Da Bossi a Calderoli, vent’anni d’insulto libero

Articolo pubblicato su QN (il Resto del Carlino, La Nazione e il Giorno) il 16 luglio 2013. SE ANTONIO CASSANO, invece del calciatore, avesse fatto il parlamentare, si sarebbe ritrovato materiale da vendere per le sue «cassanate». Sì perché se oggi fa discutere la frase razzista di Roberto Calderoli sulla Kyenge («assomiglia a un orango») […]

Articolo pubblicato su QN (il Resto del Carlino, La Nazione e il Giorno) il 16 luglio 2013.

SE ANTONIO CASSANO, invece del calciatore, avesse fatto il parlamentare, si sarebbe ritrovato materiale da vendere per le sue «cassanate». Sì perché se oggi fa discutere la frase razzista di Roberto Calderoli sulla Kyenge («assomiglia a un orango») con autodifesa allegata («io amo gli animali), non si tratta che dell’ultima «calderolata» che il vicepresidente leghista del Senato può vantare nel proprio curriculum. Ma prima di lui, e più di lui, c’è un elenco da far invidia a calciatori sboccati, ultras da stadio e bar sport da brividi.

Umberto Bossi, in quanto a insulti, si può considerare un maestro. Il Senatùr, infatti, è da più di un ventennio che si allena tra «celodurismo», «Roma ladrona» e gestacci che farebbero impallidire perfino Beppe Grillo, altro dall’invettiva facile. Difficile dimenticare, ad esempio, quando apostrofò un’ignara signora che aveva esposto la bandiera italiana alla finestra: «Il tricolore lo metta nel cesso». Frase che gli costò una denuncia per vilipendio. Ma non solo. Le frasi choc sugli immigrati — che, rilette oggi, fanno apparire Calderoli quasi come un’educanda — si sprecano. E sotto le sue grinfie sono finiti un po’ tutti, dagli odiati romani («SPQR? Significa ‘sono porci questi romani’») a Berlusconi-Berluskaz fino a Brunetta «il nano di Venezia». Ed è proprio il capogruppo del Pdl a riuscire in un’arte che non tutti riescono a eguagliare: essere presi di mira da sinistra a destra. Mica facile.
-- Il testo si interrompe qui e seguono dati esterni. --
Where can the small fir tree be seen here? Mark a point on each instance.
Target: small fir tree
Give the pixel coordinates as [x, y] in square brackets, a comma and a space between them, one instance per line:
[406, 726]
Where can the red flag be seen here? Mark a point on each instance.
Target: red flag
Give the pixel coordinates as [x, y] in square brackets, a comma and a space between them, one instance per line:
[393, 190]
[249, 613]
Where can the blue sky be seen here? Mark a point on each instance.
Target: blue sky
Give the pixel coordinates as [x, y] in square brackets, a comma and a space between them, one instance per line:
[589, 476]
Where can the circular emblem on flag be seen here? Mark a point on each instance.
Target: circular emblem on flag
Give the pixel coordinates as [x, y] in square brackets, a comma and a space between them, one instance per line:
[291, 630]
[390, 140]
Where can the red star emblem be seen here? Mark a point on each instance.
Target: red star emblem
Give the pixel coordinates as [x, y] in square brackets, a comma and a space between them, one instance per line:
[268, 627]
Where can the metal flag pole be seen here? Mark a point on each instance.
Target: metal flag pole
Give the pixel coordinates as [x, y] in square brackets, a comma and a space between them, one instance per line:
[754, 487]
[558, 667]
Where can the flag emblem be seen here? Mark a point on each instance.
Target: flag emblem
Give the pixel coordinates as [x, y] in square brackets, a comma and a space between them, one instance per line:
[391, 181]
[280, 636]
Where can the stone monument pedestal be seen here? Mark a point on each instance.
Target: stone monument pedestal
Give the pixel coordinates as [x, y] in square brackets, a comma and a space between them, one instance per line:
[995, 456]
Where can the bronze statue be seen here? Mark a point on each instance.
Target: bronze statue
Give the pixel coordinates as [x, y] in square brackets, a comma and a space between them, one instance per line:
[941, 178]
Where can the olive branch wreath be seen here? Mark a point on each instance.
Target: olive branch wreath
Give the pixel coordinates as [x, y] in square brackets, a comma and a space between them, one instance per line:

Se Massimo D’Alema lo definì «un energumeno tascabile», l’ex ministro Giulio Tremonti si limitò a un semplice «cretino» e, nel 2009, si lasciò scappare che «l’avrebbe preso a calci nel c…».

Grillo, dalla sua, si era limitato a definirlo «Brunettolo». Niente in confronto ai vari «vaffa», «parassiti», «virus», «zombie» che, in genere, dispensa agli avversari politici (e ai giornalisti) con generosità. E niente neanche rispetto ai nomignoli sprezzanti che regala ai vari leader. Dallo «Psiconano» (Berlusconi) a Rigor Montis (Monti), passando per «Capitan Findus» Letta, «Gargamella» Bersani, l’«Ebetino di Firenze» (Renzi), il «supercazzolaro» Vendola fino a «Morfeo» Napolitano.

Ma se il leader 5 Stelle mischia volgarità a ironia da comico professionista, Silvio Berlusconi durante la sua lunga carriera da premier con le sue uscite infelici ha rischiato addirittura delle crisi diplomatiche: dallo Schultz «Kapò» all’Obama «abbronzato» fino all’irriferibile commento sulla Merkel. L’offesa, però, come un boomerang, gli tornò indietro dalla «fedele» Minetti che lo descrisse in modo altrettanto irriferibile.

Parole forti sono state usate anche da Franco Battiato che, parlando di «tr… in Parlamento», ha perso il posto da assessore, mentre rimane storica la lite del 2010 tra Alessandra Mussolini e Mara Carfagna che apostrofò la collega come «vajassa». Chiude (con una parolaccia, ovvio) Matteo Orfini, che, giusto qualche giorno fa, ha definito Gentiloni «una m…» (poi trasformata in «sciacallo»).

I padri nobili del Pci — da Togliatti ad Amendola — abituati a usare metafore tipo «pidocchi finiti nella criniera di un cavallo da corsa» o espressioni tipo «contrabbando revisionista» si sentirebbero, senza dubbio, in un altro mondo.